Tanaman umbi ini memiliki umbi katak atau bulbil yang muncul pada setiap pertemuan batang. Umbi ini berbentuk bulat memanjang dan berwarna cokelat agak kehitaman. Umbi ini sudah muncul sejak tanaman berumur dua bulan dan akan tumbuh pada bagian ketiak daun serta pangkal daun. Jumlahnya sangat bervariasi, mulai dari 4 hingga 10 buah.
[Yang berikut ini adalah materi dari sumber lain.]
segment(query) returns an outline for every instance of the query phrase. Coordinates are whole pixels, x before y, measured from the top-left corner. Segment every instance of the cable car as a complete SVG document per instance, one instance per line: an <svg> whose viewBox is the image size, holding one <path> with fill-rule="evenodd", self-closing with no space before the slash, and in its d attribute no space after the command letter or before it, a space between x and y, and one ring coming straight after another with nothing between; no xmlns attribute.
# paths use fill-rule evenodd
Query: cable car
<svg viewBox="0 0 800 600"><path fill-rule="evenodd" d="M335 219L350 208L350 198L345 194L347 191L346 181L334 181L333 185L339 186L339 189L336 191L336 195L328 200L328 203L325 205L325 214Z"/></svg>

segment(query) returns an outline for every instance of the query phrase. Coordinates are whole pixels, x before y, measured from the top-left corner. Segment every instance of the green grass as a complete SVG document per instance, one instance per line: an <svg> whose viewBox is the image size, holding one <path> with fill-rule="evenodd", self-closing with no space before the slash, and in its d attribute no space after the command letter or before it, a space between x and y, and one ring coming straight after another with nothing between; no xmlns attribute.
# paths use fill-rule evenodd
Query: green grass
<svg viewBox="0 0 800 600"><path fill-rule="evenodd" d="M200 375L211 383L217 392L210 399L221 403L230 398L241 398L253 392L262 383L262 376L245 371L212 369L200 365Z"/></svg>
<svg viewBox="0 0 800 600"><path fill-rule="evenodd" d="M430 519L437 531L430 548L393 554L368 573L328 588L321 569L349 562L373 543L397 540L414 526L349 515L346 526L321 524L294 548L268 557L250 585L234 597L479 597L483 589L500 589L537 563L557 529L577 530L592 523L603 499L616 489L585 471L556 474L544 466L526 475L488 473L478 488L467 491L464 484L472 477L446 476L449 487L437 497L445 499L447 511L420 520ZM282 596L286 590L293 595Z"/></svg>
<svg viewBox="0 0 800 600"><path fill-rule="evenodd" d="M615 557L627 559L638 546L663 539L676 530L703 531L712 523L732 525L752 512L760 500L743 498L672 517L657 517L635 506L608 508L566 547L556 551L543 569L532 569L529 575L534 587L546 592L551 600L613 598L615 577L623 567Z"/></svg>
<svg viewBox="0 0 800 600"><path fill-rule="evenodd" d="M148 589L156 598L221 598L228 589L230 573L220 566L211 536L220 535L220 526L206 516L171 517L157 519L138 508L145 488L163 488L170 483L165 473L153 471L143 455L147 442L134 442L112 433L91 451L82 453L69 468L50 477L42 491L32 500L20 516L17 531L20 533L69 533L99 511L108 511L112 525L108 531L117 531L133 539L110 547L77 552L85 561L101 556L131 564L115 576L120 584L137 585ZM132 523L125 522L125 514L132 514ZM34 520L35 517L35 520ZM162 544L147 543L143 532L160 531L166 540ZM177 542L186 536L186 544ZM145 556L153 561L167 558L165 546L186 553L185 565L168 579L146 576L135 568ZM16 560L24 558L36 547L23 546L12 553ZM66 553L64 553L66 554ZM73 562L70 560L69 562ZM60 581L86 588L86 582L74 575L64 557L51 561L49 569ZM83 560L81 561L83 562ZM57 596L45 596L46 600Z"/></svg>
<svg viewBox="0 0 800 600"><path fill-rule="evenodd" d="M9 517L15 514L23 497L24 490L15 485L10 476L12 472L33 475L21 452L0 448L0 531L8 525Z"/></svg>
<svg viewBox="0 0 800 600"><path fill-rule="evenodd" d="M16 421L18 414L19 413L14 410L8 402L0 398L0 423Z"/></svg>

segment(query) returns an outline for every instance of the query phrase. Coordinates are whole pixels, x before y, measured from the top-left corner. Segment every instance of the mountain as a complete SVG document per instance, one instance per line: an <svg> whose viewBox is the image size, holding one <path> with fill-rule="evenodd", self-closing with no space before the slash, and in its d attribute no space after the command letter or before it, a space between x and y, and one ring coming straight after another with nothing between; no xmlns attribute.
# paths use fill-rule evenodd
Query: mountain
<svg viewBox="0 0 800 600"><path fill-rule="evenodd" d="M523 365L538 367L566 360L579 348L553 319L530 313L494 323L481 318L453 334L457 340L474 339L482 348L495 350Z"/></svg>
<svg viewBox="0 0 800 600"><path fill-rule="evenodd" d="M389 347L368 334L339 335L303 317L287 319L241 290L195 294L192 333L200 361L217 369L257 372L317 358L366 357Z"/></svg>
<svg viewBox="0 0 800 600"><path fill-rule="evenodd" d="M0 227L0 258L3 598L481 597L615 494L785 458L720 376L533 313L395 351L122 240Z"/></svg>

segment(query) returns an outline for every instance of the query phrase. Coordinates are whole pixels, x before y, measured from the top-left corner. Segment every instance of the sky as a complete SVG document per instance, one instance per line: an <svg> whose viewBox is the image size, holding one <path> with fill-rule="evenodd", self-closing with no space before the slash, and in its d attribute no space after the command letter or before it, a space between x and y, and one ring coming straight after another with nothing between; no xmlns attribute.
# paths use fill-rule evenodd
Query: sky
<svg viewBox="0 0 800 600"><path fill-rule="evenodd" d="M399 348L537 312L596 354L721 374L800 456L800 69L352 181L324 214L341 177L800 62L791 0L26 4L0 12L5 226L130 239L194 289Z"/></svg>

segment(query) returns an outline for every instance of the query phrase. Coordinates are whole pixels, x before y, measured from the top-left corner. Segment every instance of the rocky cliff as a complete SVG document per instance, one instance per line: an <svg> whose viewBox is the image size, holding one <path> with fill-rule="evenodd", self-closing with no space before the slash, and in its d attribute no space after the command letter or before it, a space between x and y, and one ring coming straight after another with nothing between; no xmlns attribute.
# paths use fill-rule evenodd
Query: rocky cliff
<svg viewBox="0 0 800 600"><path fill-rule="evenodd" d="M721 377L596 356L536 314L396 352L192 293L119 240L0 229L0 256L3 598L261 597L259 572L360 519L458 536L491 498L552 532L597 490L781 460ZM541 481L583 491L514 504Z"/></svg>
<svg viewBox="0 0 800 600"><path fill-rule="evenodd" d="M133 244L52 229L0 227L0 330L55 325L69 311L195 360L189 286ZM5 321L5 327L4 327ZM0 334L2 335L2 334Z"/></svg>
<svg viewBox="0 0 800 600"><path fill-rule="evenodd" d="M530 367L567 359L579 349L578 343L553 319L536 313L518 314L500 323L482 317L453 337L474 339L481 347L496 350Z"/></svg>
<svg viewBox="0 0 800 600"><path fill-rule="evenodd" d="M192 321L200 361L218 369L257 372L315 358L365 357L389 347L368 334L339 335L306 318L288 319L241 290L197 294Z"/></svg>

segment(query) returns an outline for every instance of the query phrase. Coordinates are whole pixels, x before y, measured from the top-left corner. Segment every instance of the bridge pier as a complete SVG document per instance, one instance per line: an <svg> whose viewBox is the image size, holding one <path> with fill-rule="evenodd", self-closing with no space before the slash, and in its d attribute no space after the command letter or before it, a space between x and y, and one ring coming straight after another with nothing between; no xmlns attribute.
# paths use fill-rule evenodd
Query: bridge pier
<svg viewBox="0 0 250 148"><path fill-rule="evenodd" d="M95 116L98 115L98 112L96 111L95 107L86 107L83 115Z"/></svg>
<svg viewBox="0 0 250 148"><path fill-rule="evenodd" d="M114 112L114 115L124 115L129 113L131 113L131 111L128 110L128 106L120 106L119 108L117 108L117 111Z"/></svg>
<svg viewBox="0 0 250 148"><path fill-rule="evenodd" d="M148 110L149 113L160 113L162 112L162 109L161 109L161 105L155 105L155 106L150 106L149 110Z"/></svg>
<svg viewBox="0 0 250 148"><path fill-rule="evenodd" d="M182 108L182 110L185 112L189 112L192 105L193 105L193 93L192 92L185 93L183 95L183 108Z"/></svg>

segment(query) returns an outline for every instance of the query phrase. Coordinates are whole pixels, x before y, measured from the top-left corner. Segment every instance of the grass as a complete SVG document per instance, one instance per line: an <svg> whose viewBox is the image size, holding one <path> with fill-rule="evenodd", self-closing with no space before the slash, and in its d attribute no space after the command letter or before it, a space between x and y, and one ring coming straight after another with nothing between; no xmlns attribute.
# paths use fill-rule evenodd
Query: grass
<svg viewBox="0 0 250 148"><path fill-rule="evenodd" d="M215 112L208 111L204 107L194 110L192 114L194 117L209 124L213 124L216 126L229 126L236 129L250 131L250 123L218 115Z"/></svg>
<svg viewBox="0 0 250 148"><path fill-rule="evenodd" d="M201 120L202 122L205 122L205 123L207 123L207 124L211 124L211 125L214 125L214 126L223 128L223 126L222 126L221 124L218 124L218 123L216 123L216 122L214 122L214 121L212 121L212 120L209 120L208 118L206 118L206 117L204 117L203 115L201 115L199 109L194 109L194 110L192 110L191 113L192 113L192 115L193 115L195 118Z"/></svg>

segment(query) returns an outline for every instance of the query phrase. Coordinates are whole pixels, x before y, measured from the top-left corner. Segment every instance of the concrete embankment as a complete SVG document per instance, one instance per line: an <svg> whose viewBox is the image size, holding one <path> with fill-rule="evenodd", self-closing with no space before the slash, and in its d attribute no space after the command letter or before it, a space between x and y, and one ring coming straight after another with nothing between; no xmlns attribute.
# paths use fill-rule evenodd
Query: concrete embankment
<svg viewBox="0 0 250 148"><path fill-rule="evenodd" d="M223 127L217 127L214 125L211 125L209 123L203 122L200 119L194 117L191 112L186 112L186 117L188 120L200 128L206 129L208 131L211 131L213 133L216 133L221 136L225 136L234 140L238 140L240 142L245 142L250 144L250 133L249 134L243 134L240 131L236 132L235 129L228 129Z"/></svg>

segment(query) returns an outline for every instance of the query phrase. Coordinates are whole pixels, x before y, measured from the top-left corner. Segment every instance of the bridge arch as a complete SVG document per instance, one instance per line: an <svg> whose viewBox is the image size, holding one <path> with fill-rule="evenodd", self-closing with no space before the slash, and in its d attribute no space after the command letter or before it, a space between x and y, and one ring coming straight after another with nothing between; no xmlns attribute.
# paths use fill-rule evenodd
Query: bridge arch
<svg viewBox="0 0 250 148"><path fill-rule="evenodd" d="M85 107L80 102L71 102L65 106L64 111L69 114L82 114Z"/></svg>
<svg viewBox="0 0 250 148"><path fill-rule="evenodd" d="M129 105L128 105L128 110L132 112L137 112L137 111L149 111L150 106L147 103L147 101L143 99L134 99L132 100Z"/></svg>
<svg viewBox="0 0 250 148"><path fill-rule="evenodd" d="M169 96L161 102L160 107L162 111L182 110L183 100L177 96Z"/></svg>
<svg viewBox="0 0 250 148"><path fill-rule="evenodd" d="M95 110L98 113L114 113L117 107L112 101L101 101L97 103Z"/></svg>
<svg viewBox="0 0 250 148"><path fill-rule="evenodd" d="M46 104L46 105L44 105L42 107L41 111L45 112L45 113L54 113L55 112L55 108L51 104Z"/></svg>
Umbi katak dapat berfungsi sebagai salah satu bibit tanaman porang.

Ukuran bulbil yang tumbuh di ketiak daun cenderung lebih lonjong dan kecil, sedangkan bulbil yang muncul di bagian pangkal daun cenderung lebih besar dan berbentuk bulat. Cara menanam umbi katak sangat mudah. Cukup benamkan umbi di lahan yang sudah disediakan.

Tanaman memiliki masa dormansi

Tanaman porang memiliki fase stadia dormansi atau istirahat, di mana saat itu batang porang akan terlihat layu dan roboh ke tanah. Kondisi tersebut memang sangat mirip tanaman yang mati, tetapi sebenarnya tanaman tersebut tidak mati. Justru pada fase dormansi itulah umbi dan katak porang akan tumbuh membesar dan bisa dipanen setelah dua bulan.

Baca Juga:  Trik Mempertahankan Rasa Manis Jambu Air Khiojok

Pada fase dormansi, akar tanaman akan mengering dan tidak lagi menjalankan tugasnya untuk menyerap bahan makanan yang ada di dalam tanah. Akar porang memiliki pertumbuhan yang sangat pesat selama 7 hingga 14 hari sebelum nantinya tunas daun muncul.

Biji porang

Selain umbi katak, bibit porang bisa didapatkan dari biji porang yang tersusun menjadi seperti tongkol berukuran sedang, satu tongkol tersebut terdiri atas 100 hingga 300 biji. Satu buah porang dapat menghasilkan dua tongkol. Cara menanam biji porang juga terbilang mudah, yakni cukup memasukkan satu biji ke lubang tanam.